Il paradosso sta nel fatto che la Ue produce sempre meno gas, ma continua a consumarne di più, anche per sostituire la produzione di energia dal carbone e quella prodotta dalle centrali nucleari. Così la Ue dipende sempre più dai rifornimenti dall’estero e, in primis, dalla Russia. Ed ora, addirittura, dagli Usa, ma a prezzi sempre più salati.

Il differenziale dei costi energetici e la difficoltà di attuare la svolta energetica rischiano di penalizzare l’intera economia della Ue, Germania compresa. In più i consumatori europei, colpiti dai costi crescenti, fino a che punto accetteranno le motivazioni di svolte ecologiche assai più difficili e costose rispetto alla retorica ambientalista?

La Commissione Ue apre a gas e centrali nucleari

Inizia la consultazione degli Stati membri per ammettere le nuove centrali nucleari e i gas naturali nella tassonomia europea. Entro il 12 gennaio i vari paesi si dovranno esprimere sulla proposta.

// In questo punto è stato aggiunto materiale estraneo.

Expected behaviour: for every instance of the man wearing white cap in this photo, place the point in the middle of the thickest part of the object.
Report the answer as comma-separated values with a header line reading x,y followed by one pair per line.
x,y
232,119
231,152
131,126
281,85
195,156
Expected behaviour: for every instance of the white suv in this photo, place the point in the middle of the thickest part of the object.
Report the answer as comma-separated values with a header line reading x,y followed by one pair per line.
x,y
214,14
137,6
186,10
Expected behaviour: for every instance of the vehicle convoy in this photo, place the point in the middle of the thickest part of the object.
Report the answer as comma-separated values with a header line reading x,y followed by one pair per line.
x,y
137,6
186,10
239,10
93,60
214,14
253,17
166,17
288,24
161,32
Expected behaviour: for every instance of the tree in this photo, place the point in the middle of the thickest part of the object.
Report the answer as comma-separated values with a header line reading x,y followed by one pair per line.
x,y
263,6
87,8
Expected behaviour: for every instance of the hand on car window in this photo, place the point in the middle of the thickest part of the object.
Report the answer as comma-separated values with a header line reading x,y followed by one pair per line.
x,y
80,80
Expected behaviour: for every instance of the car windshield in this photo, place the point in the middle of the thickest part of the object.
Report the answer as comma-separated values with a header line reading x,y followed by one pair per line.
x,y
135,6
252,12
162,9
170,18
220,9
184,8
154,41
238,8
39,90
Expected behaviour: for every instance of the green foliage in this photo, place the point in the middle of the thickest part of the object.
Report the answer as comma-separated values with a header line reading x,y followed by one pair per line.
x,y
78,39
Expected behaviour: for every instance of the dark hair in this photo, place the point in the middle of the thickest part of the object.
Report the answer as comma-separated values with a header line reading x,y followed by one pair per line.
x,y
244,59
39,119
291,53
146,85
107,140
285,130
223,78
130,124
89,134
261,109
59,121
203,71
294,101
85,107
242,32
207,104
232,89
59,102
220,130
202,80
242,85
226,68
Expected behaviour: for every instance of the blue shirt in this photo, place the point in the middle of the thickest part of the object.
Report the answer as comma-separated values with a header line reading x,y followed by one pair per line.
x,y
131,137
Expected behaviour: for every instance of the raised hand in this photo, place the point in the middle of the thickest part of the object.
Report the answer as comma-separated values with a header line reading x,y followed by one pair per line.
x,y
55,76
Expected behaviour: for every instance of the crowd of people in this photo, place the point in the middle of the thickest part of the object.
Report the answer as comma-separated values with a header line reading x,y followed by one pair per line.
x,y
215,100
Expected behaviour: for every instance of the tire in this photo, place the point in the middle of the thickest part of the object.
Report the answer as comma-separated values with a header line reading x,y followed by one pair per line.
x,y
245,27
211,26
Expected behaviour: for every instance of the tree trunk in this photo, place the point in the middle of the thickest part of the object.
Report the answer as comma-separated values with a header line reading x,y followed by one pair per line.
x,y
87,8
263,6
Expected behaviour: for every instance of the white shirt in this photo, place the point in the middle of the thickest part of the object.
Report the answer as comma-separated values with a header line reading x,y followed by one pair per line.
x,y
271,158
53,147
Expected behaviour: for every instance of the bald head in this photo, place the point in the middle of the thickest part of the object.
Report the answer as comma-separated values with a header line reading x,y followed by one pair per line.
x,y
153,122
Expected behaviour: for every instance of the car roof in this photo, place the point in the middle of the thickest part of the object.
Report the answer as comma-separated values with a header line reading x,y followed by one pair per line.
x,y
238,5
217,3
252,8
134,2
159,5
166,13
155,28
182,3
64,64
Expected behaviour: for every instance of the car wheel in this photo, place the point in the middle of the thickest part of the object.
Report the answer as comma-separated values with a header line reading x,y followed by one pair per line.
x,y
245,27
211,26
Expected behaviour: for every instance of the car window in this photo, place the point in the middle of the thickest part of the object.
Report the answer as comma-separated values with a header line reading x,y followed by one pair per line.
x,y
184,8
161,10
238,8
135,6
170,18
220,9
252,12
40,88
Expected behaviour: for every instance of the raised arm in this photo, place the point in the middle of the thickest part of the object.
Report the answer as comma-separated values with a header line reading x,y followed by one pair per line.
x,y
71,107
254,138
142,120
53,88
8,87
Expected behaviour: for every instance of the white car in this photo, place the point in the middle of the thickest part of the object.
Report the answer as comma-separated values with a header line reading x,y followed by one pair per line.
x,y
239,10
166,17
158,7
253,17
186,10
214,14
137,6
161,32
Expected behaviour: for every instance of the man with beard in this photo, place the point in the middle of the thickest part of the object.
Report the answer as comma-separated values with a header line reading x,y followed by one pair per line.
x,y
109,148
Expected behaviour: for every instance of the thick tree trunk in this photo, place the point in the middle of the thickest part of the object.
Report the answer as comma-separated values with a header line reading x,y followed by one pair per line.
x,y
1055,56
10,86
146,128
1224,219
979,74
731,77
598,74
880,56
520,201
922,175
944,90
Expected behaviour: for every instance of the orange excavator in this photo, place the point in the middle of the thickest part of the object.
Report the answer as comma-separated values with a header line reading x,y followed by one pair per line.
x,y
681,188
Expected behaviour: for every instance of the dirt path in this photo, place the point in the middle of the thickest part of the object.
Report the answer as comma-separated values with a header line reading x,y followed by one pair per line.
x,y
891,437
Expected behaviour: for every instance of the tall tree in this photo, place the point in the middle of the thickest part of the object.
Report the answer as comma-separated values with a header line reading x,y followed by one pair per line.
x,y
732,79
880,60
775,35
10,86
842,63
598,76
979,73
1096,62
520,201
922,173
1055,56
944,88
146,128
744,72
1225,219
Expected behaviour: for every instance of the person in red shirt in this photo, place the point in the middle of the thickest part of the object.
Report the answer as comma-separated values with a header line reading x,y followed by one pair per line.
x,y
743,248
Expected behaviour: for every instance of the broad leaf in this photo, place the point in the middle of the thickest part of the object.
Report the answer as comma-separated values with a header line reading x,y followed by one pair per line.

La Germania con i verdi nel governo è contraria, così l’Austria, ma la Francia più altri paesi come la Croazia, la Bulgaria, la Repubblica Ceca, la Finlandia, l’Ungheria, la Polonia, la Romania, la Slovenia, l’Estonia, l’Olanda, il Belgio e la Svezia sono favorevoli.

In Italia la Lega è favorevole e pare intenzionata a proporre un referendum. I 5 Stelle parlano di ricette vecchie, ma non hanno alternative, visto che le fonti rinnovabili coprono solo il 10% del fabbisogno energetico italiano. Inoltre già utilizziamo per il 17% del fabbisogno energetico il nucleare importato dalla Francia.

Il testo della Commissione, se verrà approvato, dovrà passare dal Consiglio, dove occorrerà una maggioranza qualificata. Mentre il Parlamento potrà esprimersi a maggioranza semplice per il sì o per il no.

Questi passaggi dimostrano chiaramente che le istituzioni europee necessitano di una ripartizione più chiara e netta delle competenze spettanti alle varie istituzioni.

I 20 anni di Euro

L’Euro entrò in vigore nel gennaio del 2002. Oggi è adottato in 19 paesi abitati da 340 milioni di cittadini europei. La Banca Centrale Europea è la custode dell’Euro.

L’Unione europea ha compreso, come lo comprese Draghi quando era ai vertici della BCE, che per affrontare le crisi globali l’Euro doveva essere usato con effetti positivi per l’economia. La Ue ha messo in campo il programma SURE contro la disoccupazione e poi ha sospeso il Patto di stabilità per rispondere alla pandemia e ai suoi effetti economici e sociali. Poi è arrivato il Next Generation Eu, il maxi piano di aiuti da 806,9 miliardi. La BCE, nel marzo del 2020, ha lanciato il PEPP, il programma di acquisto dei debiti pubblici generati per l’emergenza pandemica, un piano da 1.850 miliardi.

Il bilancio dell’Euro non può essere che positivo, ma anche un europeista convinto come Claudio Magris ha dichiarato che l’Unione avrebbe bisogno di una «Costituzione», dentro la quale la BCE potrebbe trovare uno specifico ruolo per salvaguardare i paesi aderenti o gli interessi di un gigante economico come la Ue.